I’m currently using a mask of the thresholded channels added together, and I’m wondering if coloc2 uses the white pixels as the area to analyze? When I look at the documentation, the areas with white pixels are blacked-out in the single-channel MIPs. In which case, there really shouldn’t be any pixels to analyze so I don’t get how it came up with values.

I’m thinking of maybe opting for a more intuitive and simple analysis like what was discussed in this thread Counting black and white pixels

This person recommends just calculating a fraction of overlappping pixels, which seems safer to me than the coloc2 black box at this point.

As for voxel size, would that be related to PSF? I could ask the microscopy core if you’d like.

1 Like

Sort of. It’s also dependent on your step size between frames of the Z stack, camera pixel density or pixel count for a point scanner, etc. PSF tends to limit the smallest the voxel size could reasonably be.

Still nervous about that normalization. Mask of the sum of the two channels is probably good, though works best if the two channels are very similar in intensity. Sometimes it is better to do 1.2X+1.0Y or something like that (or else you are thresholding out one channel more than the other at low intensities). How you determine that number though? Heh. Maybe go off of the peak locations in the pixel distribution.

The negative pixel values are kind of weird though. Not sure at what point in the processing those started showing up. They also might cause weirdness in any MCC values that were calculated if a threshold isn’t set.

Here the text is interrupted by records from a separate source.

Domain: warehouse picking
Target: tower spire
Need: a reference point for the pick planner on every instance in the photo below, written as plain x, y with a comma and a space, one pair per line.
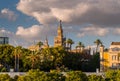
60, 23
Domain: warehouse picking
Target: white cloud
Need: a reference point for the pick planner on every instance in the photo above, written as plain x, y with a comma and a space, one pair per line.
93, 30
6, 13
35, 32
116, 31
76, 12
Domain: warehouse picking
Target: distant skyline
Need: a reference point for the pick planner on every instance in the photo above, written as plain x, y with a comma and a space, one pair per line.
28, 21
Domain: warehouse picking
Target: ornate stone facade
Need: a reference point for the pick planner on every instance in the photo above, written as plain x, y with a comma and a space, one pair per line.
59, 39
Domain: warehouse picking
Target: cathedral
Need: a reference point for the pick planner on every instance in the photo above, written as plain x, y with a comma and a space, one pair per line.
59, 40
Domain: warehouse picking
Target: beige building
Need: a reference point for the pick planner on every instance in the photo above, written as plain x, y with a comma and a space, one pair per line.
59, 40
110, 58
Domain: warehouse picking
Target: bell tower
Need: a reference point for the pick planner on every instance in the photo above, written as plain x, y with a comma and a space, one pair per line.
59, 40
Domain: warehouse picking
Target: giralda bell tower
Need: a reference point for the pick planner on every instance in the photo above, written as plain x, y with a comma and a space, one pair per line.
59, 39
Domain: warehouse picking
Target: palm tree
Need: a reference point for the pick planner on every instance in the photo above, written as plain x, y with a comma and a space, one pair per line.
97, 42
17, 53
69, 43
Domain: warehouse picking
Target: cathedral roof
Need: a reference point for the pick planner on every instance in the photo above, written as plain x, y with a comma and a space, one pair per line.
115, 43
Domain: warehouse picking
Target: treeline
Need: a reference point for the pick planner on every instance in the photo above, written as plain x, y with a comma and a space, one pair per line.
54, 75
22, 59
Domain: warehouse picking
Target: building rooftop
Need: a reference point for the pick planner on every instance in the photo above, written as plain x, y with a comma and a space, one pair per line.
115, 43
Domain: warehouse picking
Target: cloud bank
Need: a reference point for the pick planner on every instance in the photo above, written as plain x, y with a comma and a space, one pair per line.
8, 14
97, 12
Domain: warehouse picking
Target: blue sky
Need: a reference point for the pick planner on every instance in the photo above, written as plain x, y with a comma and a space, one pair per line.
28, 21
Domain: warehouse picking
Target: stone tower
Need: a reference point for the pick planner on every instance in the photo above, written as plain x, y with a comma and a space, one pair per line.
59, 40
101, 58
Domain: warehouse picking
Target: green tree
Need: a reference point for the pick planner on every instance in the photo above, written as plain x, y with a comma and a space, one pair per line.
5, 77
34, 58
97, 42
80, 46
40, 44
95, 78
113, 75
76, 76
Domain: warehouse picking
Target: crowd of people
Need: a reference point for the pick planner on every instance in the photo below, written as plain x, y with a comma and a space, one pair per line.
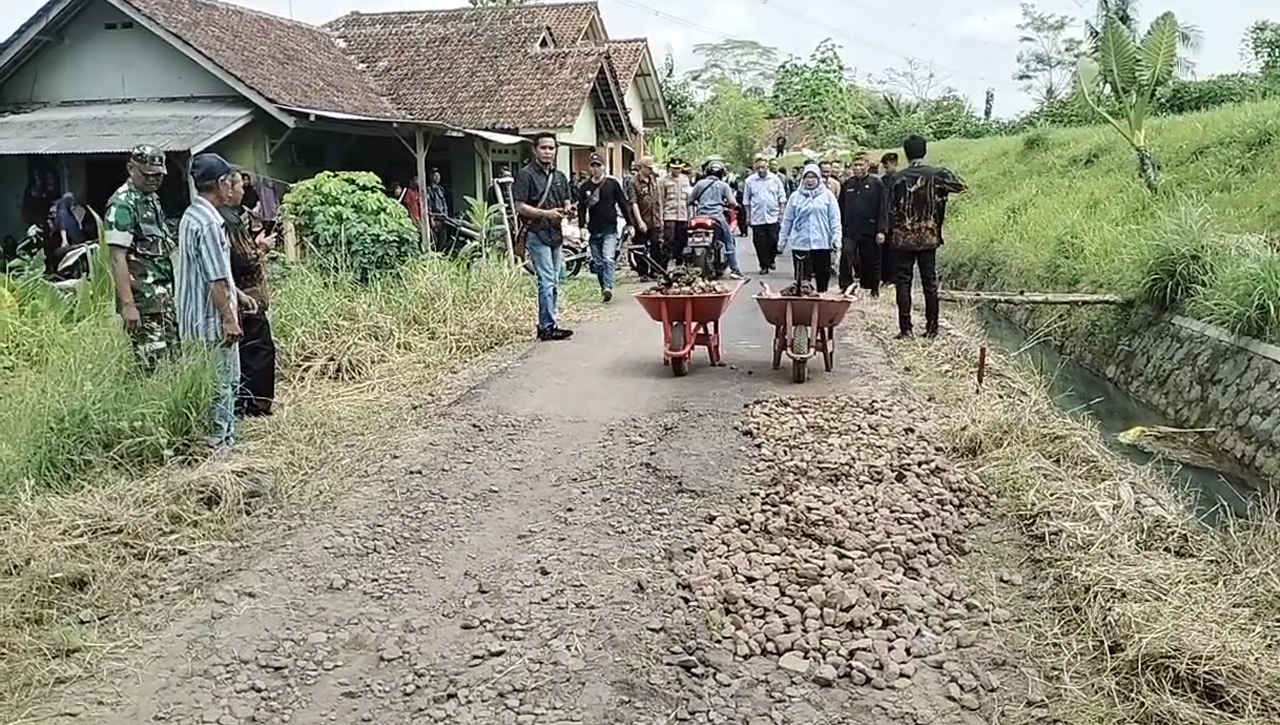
869, 224
204, 290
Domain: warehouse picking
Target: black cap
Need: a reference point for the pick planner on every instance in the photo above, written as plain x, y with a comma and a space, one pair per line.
150, 158
209, 167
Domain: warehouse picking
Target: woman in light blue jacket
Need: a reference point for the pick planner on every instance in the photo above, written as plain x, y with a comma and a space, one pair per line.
810, 228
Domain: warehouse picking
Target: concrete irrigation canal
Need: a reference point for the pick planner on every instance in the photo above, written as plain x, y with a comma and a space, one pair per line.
583, 537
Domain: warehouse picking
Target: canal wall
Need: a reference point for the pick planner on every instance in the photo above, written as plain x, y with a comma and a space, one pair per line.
1196, 374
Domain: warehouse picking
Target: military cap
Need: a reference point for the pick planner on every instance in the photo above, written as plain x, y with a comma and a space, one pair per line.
150, 158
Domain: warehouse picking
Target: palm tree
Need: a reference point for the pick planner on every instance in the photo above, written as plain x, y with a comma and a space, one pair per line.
1125, 12
1132, 71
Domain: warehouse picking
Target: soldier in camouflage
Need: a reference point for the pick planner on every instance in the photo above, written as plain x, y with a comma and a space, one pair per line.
142, 250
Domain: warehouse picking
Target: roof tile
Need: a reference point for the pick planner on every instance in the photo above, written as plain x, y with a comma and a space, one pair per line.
291, 63
474, 68
627, 54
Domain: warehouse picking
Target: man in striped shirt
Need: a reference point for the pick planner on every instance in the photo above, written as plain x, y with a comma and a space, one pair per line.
208, 305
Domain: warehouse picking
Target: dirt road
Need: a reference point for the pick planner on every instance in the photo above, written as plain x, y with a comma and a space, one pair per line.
515, 565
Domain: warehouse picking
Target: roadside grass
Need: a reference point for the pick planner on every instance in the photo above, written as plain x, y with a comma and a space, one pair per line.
1065, 210
1134, 611
104, 501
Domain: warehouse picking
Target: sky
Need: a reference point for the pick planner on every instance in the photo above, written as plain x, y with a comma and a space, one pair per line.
970, 45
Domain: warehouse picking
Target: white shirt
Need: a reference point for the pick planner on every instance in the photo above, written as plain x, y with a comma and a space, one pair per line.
763, 199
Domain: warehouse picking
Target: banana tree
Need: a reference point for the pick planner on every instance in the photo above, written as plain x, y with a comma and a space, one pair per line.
1133, 71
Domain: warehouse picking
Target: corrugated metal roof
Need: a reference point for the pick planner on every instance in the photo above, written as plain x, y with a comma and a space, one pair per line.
109, 128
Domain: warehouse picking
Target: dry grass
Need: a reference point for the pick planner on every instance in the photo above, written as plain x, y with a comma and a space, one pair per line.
81, 565
1139, 614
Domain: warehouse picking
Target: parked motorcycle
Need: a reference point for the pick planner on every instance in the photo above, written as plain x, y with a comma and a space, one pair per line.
705, 251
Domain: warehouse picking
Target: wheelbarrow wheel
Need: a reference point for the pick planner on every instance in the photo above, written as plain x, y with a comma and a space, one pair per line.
799, 370
679, 365
800, 343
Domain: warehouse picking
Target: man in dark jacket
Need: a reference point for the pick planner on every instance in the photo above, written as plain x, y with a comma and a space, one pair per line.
602, 200
917, 209
863, 220
888, 267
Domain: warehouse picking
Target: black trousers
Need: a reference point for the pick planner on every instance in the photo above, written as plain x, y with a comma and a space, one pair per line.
676, 235
766, 240
650, 242
860, 260
257, 366
816, 265
906, 263
888, 265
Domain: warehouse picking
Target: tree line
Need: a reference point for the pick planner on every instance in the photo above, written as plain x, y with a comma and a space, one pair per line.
1110, 68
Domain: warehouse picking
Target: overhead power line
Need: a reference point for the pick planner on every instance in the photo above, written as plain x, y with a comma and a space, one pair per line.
789, 10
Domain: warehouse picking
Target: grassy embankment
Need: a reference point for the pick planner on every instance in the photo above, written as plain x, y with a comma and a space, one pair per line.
1133, 611
1064, 210
105, 497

Oh, and the reason I asked about the voxel size is, with some superresolution techniques, you might be getting down towards the size of your nanoparticle. Comparing that volume with the volume of your PSF might give you an idea of whether you really should be looking at colocalized pixels… or maybe touching pixels of different colors?

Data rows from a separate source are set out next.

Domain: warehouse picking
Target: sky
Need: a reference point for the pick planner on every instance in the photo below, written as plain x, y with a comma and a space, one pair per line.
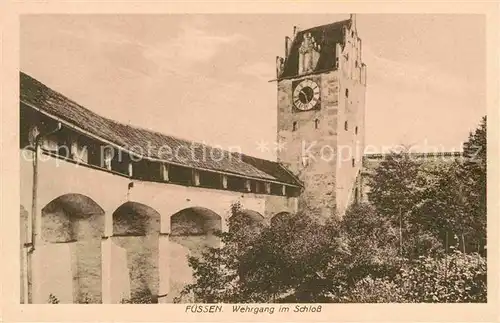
206, 77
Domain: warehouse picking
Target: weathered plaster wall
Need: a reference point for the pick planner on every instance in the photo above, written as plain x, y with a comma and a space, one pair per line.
320, 145
90, 263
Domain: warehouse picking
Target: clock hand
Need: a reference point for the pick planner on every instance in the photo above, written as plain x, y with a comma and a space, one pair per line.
305, 94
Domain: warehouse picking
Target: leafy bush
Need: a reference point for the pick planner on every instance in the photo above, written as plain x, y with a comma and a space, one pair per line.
455, 278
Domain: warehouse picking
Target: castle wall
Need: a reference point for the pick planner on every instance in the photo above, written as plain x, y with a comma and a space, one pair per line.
90, 262
310, 151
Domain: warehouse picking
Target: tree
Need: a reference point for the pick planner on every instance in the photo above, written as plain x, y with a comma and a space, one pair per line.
372, 243
292, 260
395, 188
454, 203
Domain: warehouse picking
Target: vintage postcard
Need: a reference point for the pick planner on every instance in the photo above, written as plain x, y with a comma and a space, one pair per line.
274, 163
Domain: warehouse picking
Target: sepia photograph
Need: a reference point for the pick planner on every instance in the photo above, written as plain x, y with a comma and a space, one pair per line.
252, 159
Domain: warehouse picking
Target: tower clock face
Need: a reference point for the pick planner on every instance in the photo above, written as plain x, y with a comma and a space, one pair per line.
306, 95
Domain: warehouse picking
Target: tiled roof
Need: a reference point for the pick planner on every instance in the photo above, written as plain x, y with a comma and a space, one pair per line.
138, 140
327, 36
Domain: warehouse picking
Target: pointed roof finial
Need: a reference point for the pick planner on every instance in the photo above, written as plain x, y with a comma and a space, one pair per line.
353, 19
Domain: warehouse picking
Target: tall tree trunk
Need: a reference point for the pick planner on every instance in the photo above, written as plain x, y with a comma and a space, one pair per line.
400, 233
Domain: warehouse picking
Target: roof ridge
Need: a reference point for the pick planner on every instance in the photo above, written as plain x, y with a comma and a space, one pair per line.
56, 104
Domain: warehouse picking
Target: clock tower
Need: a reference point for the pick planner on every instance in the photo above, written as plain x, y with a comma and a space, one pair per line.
321, 111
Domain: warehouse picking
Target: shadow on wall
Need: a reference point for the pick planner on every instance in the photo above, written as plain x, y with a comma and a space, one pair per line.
192, 231
136, 229
72, 225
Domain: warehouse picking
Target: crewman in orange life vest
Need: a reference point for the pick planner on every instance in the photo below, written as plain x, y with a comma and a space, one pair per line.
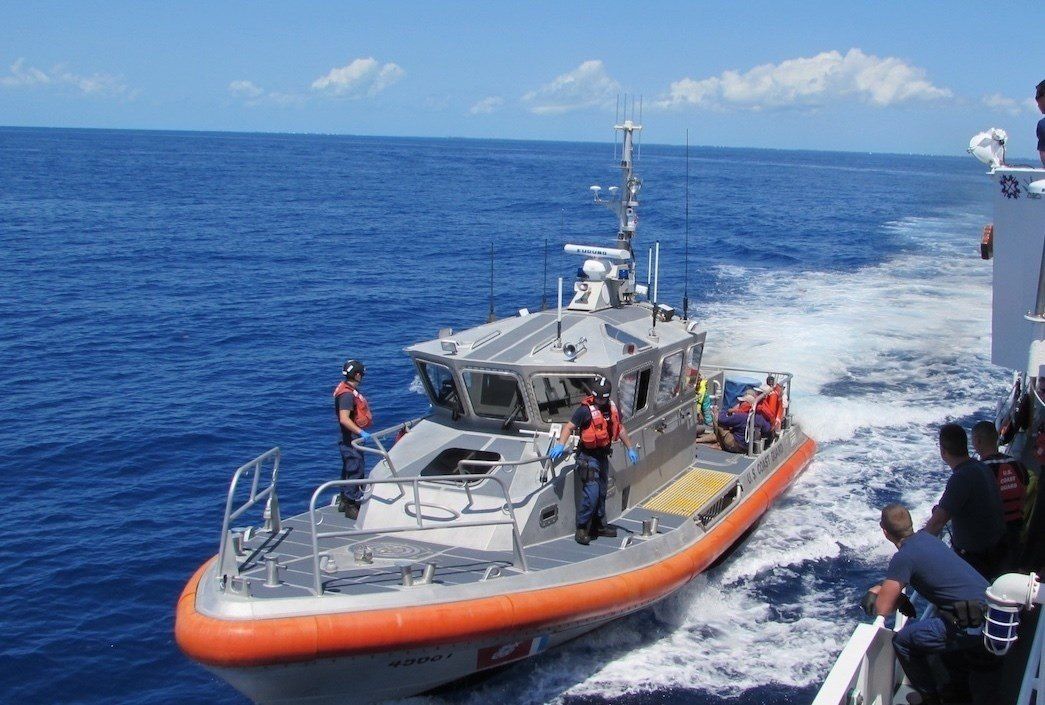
599, 423
353, 417
1013, 480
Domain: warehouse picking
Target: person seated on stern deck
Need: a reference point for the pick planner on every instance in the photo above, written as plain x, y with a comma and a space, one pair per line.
972, 503
956, 589
773, 404
732, 424
1013, 480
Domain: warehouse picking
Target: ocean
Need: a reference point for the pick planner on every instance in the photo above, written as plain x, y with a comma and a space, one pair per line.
173, 304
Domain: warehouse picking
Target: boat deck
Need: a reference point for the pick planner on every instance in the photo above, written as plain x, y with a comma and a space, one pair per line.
675, 503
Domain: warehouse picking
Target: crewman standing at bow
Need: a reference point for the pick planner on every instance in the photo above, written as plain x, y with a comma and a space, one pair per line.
353, 417
599, 423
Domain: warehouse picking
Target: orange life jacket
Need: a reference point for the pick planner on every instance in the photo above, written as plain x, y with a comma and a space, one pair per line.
601, 431
361, 413
771, 406
1012, 479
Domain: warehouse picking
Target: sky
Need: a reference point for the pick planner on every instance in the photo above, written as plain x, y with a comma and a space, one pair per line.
909, 77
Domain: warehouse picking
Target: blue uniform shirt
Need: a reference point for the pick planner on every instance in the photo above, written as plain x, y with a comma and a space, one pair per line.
974, 502
345, 402
937, 573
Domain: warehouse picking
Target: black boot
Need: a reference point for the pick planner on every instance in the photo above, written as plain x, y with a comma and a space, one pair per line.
602, 529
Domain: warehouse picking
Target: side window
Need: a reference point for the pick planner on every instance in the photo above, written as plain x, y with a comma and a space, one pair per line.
633, 392
440, 385
558, 395
494, 395
671, 378
693, 362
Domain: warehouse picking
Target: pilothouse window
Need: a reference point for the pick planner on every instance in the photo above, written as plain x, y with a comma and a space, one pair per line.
558, 395
495, 395
633, 392
671, 378
439, 382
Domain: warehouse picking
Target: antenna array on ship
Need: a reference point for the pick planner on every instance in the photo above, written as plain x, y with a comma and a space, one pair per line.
607, 278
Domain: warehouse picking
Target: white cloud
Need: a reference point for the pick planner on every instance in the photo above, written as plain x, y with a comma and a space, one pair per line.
587, 86
245, 89
21, 75
809, 81
487, 106
1001, 103
363, 76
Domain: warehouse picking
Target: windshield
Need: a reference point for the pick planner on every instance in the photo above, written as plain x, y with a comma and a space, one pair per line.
558, 395
494, 395
440, 385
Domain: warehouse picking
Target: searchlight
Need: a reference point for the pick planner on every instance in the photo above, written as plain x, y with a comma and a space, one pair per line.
989, 147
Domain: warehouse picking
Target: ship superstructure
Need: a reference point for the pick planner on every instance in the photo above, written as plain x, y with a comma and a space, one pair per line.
463, 556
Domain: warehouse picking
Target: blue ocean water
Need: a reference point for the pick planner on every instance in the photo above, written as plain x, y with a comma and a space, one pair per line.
173, 304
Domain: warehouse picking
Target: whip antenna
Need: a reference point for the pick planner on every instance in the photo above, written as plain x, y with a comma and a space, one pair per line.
686, 259
543, 281
491, 318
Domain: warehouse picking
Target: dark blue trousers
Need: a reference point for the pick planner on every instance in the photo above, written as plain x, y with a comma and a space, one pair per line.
352, 467
594, 469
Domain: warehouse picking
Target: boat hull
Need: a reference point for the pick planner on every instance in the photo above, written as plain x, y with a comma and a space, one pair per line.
373, 655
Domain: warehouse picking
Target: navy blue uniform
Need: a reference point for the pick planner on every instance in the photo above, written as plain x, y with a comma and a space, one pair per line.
941, 577
977, 527
593, 464
352, 466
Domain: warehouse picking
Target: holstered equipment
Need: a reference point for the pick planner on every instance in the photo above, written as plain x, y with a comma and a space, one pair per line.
964, 614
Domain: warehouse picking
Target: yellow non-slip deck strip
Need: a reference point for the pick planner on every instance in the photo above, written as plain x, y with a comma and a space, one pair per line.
690, 492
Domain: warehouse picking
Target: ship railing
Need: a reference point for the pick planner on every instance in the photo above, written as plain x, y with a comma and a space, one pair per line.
867, 671
518, 557
385, 432
783, 378
1032, 685
226, 553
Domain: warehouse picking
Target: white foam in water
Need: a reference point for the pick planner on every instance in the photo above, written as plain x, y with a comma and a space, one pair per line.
881, 356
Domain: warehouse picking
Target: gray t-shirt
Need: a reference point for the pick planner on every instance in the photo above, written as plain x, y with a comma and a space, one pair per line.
973, 501
934, 570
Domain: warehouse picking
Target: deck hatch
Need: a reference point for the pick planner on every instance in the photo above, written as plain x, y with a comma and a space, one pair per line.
689, 493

I’m seeing 0.04/0.04/0.125 in the metadata which is about what AiryScan gets, which isn’t pointillist. Seems a bit large, so I’m also wondering if you have actually maxed out your resolution. Also, 0.04um is 40nm. Which is huge compared to a GFP tag (2x4), but maybe not so big compared to a 20nm diameter quantum dot. I guess my point is, if the quantum dot can take up most of a pixel, how much room is really left for what you want to co localize it with?

1 Like

The NPs here are 100 nm. Although I didn’t know about this before, I was worried that this kind of analysis would be hard, in some images I literally see NPs in a caveolae “cup” so I was skeptical this analysis would capture that.

Is there a type of analysis you know of that would let me consider overlapping and touching pixels?

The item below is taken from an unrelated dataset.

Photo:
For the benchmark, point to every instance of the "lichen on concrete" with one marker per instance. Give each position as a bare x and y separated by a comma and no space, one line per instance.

Yeah, nearest neighbor type measurements. Which I only know how to do using Imaris, so… might not be much help to you :slight_smile: But essentially, if you can segment each channel into “spots” (spheres), you look at the average distance between the center points (cheapest calculation) and their nearest other colored neighbor. You can then compare the average distance or distance distribution between two samples. Or given a certain volume, you can create random distributions, and see if your two objects are more closely related than you would expect from completely random.

I am guessing based on the single image that your green channel is the NPs then.

My imaging core has Imaris! Do you have any literature/tutorials for that I could look into?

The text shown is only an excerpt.